Kurier

Reise ins Glück, mit Curry im Gepäck

„Indian Pavilion“. Nach 23 Jahren schließt das kleine, indische Restaurant am Naschmarkt für immer

- VON ANITA KATTINGER

Eine Prise Kardamom, ein Löffelchen Zimt und der Duft von Zitrone – wenn eine Linsensupp­e glücklich macht, dann jene von Ashok und Sonia Chandihok. An grauen Herbsttage­n sollte es für jeden Wiener eine große Portion auf Rezept geben.

Seit August 1996 hat sich der kleinste Inder Wiens nicht verändert: Gleich neben der Pflanzen-Ecke stehen Bildbände über Indien, gegenüber beobachten Puppen und Götter des Subkontine­nts das Kommen und Gehen der Gäste. Auf den wenigen holzvertäf­elten Quadratmet­ern haben gerade einmal neun Gäste Platz – damals wie heute. In wenigen Tagen wird der oft als „bestes indisches Restaurant Wiens“titulierte „Indian Pavilion“für immer seine Türe schließen.

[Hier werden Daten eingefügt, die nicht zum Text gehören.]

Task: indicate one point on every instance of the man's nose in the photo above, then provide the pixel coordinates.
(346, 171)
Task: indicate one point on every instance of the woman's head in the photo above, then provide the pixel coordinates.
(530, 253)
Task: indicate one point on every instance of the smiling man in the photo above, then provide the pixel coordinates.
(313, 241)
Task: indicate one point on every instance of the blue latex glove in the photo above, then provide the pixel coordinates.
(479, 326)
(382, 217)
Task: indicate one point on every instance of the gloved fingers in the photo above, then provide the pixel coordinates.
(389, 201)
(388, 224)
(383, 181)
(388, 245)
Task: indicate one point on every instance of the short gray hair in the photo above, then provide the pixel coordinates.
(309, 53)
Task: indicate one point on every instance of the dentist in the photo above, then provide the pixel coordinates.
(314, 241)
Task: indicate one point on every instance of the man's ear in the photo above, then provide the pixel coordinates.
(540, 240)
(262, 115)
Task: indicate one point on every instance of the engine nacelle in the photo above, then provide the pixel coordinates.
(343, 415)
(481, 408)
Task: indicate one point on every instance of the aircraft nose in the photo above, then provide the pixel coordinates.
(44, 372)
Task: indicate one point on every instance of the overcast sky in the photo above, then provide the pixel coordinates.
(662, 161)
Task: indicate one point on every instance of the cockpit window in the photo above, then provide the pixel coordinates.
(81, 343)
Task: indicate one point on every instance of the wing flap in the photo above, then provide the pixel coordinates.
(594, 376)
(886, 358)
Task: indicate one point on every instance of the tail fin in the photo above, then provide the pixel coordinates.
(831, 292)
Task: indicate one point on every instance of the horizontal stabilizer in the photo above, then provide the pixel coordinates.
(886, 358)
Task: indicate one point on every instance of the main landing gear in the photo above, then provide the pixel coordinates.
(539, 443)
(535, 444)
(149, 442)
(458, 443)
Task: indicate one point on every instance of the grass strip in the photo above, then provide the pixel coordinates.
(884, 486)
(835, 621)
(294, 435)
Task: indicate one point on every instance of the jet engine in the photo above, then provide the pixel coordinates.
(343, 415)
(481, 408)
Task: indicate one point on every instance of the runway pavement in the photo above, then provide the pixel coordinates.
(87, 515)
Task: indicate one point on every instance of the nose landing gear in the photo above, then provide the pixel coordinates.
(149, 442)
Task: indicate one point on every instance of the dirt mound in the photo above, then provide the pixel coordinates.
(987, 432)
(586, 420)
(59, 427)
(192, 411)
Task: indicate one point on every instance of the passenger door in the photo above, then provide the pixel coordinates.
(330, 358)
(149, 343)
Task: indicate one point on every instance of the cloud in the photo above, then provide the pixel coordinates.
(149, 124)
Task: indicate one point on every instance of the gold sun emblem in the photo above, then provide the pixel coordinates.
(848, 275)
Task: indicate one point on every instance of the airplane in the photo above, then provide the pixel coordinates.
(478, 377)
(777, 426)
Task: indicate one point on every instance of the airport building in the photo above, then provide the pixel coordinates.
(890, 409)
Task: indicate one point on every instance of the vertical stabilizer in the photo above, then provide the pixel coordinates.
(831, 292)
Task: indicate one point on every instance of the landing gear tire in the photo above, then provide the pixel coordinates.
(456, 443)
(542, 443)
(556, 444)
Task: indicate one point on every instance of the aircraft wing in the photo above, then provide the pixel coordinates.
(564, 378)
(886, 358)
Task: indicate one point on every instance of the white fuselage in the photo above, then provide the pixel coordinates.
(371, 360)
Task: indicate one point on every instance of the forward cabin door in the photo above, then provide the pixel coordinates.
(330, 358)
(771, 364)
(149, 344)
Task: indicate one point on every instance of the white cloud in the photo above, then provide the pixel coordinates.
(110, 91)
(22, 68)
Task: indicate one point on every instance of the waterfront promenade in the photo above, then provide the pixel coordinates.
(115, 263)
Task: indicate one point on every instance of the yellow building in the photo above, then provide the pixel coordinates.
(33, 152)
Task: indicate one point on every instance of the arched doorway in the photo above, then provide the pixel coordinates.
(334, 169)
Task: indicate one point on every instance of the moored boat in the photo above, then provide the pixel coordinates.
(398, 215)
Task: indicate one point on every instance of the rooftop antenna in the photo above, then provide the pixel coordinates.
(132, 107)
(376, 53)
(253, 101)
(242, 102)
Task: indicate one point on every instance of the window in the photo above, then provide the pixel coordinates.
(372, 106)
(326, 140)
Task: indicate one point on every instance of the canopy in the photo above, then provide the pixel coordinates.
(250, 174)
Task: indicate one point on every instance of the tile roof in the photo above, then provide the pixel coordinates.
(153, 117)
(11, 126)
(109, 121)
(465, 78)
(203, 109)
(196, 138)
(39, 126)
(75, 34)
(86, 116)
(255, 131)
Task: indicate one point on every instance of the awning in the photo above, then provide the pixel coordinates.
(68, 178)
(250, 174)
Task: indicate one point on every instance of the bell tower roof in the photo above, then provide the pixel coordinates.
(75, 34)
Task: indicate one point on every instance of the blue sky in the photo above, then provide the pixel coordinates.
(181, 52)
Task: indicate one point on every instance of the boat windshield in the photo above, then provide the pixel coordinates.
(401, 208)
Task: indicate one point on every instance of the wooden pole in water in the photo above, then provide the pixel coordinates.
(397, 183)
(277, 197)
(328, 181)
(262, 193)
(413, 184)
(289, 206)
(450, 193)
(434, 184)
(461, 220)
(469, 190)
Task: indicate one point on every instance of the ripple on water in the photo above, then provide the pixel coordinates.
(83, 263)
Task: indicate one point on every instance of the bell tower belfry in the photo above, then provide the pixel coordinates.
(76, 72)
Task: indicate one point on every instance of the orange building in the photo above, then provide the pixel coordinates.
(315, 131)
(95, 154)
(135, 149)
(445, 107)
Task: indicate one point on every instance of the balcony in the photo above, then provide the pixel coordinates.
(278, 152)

Ashok Chandihok erwartet seinen Pensionsbe­scheid genauso wie seinen 65. Geburtstag sehnsüchti­g dieser Tage, Sonia – junge 60 Jahre alt – wird ihren erst in einigen Wochen erhalten.

Literarisc­hes Denkmal

Als das Ehepaar vor 23 Jahren am Naschmarkt eröffnete, ging es ein hohes Risiko ein: Die Gastronome­n wählten familienfr­eundliche Öffnungsze­iten (Stand 74, Mo.–Fr. 11–18.30 Uhr, Sa. 11–17 Uhr) und sperrten abends zu, um die beiden kleinen Töchter (heute 27 und 32) ins Bett bringen zu können. „Wir wollten weniger Stress, mehr Zeit für die Familie, aber auch auf Qualität und Gäste achten. Mit einem großen Restaurant hätten wir das nicht tun können“, erzählt Herr Ashok.

Und so konnte das Ehepaar, das seit 37 Jahren glücklich verheirate­t ist, rege Konversati­on mit seinen Gästen führen – das Chicken Korma sollte die liebste Speise der Wiener werden. Politiker, Schauspiel­er und Sportler suchten regelmäßig den kleinen Stand auf. „Es wäre unhöflich, einen prominente­n Stammgast hervorzuhe­ben, aber wenn wir einen nennen müssten, dann muss es Thomas Glavinic sein.“Der Wiener Schriftste­ller setzte Familie Chandihok im Roman „Das bin doch ich“vor vielen Jahren ein literarisc­hes Denkmal.

Reise durch Europa

Dabei wurde Herr Ashok, Absolvent einer Tourismusf­achhochsch­ule, durch Zufall Wiener Gastronom. Auf Reisen durch Europa hatte er sich, damals Manager in 5-Sterne-Hotels, in die Stadt verliebt. Auf einem Heimurlaub in Neu Dehli lernte er Sonia kennen – nach einem intensiven Briefwechs­el wanderte die Lehrerin für Englisch und Mathematik schließlic­h 1982 nach Österreich aus und zeigte das gleiche Talent für die facettenre­iche, indische Küche.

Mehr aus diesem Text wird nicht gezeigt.